Wünsche und Vorstellungen respektieren

Individualität wird in der Palliative Care gross geschrieben. Ziel ist es, frühzeitig mit den Patienten und deren Angehörigen über die letzte Lebenszeit zu sprechen. Vorausschauend und etappenweise entscheidet der schwer kranke Mensch dann mit, wie er seinen letzten Lebensabschnitt gestalten möchte. «Mit der Palliative Care soll auf die Bedürfnisse der Patienten umfassend eingegangen werden. Ihre Vorstellungen und Wünsche bestimmen das Vorgehen. Palliative Care befähigt Menschen, den letzten Lebensabschnitt nach den eigenen Vorstellungen zu gestalten», so Steiner.  
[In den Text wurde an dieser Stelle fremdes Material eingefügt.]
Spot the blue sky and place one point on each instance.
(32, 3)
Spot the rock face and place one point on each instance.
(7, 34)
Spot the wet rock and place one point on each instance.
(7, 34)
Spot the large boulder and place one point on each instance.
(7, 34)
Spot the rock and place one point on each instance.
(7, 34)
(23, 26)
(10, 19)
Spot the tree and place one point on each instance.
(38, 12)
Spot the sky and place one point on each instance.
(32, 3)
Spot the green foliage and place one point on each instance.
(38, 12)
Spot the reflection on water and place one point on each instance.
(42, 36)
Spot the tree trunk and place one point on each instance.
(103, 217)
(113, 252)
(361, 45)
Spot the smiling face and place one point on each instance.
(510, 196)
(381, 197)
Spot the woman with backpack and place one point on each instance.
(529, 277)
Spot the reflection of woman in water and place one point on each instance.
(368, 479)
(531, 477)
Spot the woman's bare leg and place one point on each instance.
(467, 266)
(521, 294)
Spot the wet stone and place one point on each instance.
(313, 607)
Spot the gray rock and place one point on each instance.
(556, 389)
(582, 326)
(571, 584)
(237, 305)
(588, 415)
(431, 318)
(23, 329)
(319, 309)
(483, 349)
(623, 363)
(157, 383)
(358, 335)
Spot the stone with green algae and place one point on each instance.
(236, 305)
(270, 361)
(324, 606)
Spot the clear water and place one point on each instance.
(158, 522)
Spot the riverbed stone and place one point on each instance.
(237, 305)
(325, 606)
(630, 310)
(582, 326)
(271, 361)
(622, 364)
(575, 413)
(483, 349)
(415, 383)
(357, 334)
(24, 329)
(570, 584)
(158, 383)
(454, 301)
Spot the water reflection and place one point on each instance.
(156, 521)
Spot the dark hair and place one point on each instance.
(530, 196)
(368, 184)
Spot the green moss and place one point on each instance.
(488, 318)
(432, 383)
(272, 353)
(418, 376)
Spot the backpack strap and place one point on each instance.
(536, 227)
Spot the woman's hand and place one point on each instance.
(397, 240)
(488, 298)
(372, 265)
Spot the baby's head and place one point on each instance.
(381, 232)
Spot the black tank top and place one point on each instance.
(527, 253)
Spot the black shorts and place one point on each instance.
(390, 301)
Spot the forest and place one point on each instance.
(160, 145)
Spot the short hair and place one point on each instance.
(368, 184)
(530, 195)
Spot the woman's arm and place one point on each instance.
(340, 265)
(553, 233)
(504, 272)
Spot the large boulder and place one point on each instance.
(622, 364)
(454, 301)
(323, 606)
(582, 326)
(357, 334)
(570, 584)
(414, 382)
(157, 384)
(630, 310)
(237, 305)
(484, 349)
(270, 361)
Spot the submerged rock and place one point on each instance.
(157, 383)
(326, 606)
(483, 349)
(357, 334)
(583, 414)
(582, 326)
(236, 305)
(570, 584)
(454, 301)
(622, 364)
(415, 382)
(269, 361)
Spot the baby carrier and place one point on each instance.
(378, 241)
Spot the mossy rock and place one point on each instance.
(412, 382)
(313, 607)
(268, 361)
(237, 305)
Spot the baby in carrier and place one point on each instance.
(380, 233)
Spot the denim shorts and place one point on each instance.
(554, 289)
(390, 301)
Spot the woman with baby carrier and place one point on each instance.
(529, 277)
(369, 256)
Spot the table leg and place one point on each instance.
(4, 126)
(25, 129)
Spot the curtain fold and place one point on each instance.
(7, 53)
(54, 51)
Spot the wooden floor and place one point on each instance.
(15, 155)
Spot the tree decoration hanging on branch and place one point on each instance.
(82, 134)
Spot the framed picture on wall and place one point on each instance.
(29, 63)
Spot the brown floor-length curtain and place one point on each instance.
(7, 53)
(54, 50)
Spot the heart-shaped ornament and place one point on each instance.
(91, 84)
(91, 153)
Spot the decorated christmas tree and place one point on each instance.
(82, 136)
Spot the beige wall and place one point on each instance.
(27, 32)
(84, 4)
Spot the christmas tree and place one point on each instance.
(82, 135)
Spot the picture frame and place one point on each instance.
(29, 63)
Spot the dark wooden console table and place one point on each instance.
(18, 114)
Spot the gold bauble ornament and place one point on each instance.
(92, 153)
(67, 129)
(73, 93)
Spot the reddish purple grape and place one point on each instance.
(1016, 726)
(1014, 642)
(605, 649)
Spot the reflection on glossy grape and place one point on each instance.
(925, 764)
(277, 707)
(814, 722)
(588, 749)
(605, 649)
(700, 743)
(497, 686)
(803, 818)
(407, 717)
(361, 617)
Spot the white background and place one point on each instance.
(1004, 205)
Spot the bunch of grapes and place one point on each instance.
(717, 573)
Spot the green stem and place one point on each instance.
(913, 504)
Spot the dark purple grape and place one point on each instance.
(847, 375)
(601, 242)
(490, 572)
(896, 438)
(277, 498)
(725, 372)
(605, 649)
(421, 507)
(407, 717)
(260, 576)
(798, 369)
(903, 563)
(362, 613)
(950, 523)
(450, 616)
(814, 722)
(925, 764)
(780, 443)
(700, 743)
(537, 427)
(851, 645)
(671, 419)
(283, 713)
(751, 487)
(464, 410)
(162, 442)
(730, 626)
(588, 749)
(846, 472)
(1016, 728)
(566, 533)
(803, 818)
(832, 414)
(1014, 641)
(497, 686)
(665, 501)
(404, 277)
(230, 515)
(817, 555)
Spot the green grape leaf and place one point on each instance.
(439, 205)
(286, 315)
Gut eingespieltes Betreuungsteam ist wichtig

Damit die Patienten optimal betreut werden können, ist ein gut eingespieltes Betreuungsteam zentral. «Wir arbeiten eng mit Fachleuten aus Medizin, Pflege, Haushaltshilfe, Physiotherapie, Ergotherapie, Sozialarbeit, Psychologie und Seelsorge zusammen. Freiwillige und Angehörige ergänzen den Helferkreis.»  All diese Menschen bilden ein Netzwerk, welches den Betroffenen und deren Angehörigen Sicherheit bietet. Es hilft dem schwer kranken Menschen, die Auswirkungen der Krankheit besser zu verstehen und anzunehmen. Das Netzwerk der Palliative Care entlastet aber auch die Familie und den Freundeskreis.

Austausch ist wichtig

Auch für die Betreuungsteams ist der Austausch untereinander enorm wichtig. «Wir erleben immer wieder sehr schwere Situationen, die auch für uns belastend sind. Hier ist es wichtig, dass wir als Team gut funktionieren und miteinander darüber sprechen können», erklärt Barbara Steiner.  Besonders die Pflege von  Demenzkranken, die sich nicht mehr ausdrücken können und oftmals schwankende Launen haben, erfordere sehr viel Geduld und Feingefühl.
Die schönen Seiten an ihrem Beruf streicht Barbara Steiner aber klar heraus: «Wir erhalten von Seiten der Angehörigen und der Betroffenen viel Offenheit und Wohlwollen. Die Leute schätzen uns sehr und sind unglaublich dankbar.  Wir können in diesen so vielfältigen Begegnungen für uns persönlich, aber auch für unsere tägliche Arbeit viel lernen  und erkennen.»  Belastet die ständige Konfrontation mit dem Tod nicht enorm? «Die Konfrontation mit dem Tod kann sicher belastend sein. Es entsteht aber bei uns Fachpersonen auch ein gewisses Vertrauen im  Umgang mit den verschiedenen Phasen des Sterbens und mit dem Tod.  Die Herausforderung ist aber oft  vielmehr die Konfrontation mit dem Leben. Achtsam das Leben zu leben und zu geniessen im Wissen, dass wir sterben, das bleibt  doch letztlich für alle Menschen eine  besondere Herausforderung», so Barbara Steiner abschliessend.